Rachel Maddow: Newt Wants 'the Future,' Not the White House [VIDEO]

Published below, the transcript from Rachel Maddow's Campaign Asylum video segment posted to the right on the screen.

Things are going to go pretty fast from here on out. It'll be Halloween, then thanksgiving, then no one gets any work done between then and Christmas, and then boom the New Hampshire primary will probably be done before your new year's hang is done. Every other primary happens within five minutes of Iowa and New Hampshire and by the first blush of February, we’ll essentially know who the presidential nominees will be.

This primary calendar is so stupid now, it’s going to be over really fast. Which means crowning the early frontrunners.

On the democratic side, it just makes it that much harder for someone other than Hillary Clinton to get the nomination, on the Republican side, it means they probably won’t have enough time to come to their senses and realize that they probably ought to go with Huckabee instead of any of their so-called "frontrunners."

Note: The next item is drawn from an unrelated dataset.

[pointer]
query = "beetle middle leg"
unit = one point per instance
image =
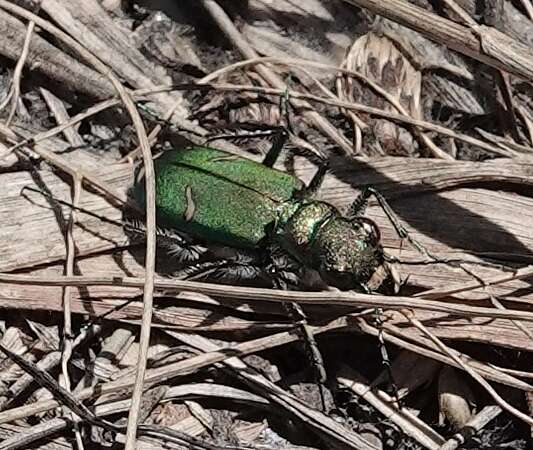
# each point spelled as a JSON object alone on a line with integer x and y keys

But most importantly, the speed at which the process will unfold from here on out means that the menu of candidates from which we will choose? Is probably set. There’s no time now for new additions to the menu.

Which is sad news, for those of us who were looking forward to the return of the Newt.

In the little time we had, with protocandidate Newt Gingrich, he spoke the Spanish, on the Youtube. He brought to the Iowa straw poll this year, a baby alligator, a hedgehog, an owl, a gecko and a bunny.

Baby alligator, hedgehog, owl, gecko, bunny. Newt!

He told Fortune magazine, quote, "I am not running for president. I am seeking to create a movement to win the future." In November, he gave a speech to a dinner that was honoring freedom of speech? And he came out against it. He said freedom of speech will have to be "re-examined" in America.

Newt created the awesome slogan for his new group American solutions -- their slogan is "real change ... requires ... real change!"

Newt made himself the candidate of Second Life. His admirably out-of-shape avatar -- which kind of looked like Large Marge a little bit -- his avatar gave speeches, to really really admirably busty John Edwards volunteers, and some guy with no pants on.

So it is with a heavy heart, that I admit, that this time around, there will be no Newt Gingrich for president. It’s been fun while it lasted. It's possible that other candidates can maybe rent the hedgehog from him now ... if he’s not using it, maybe?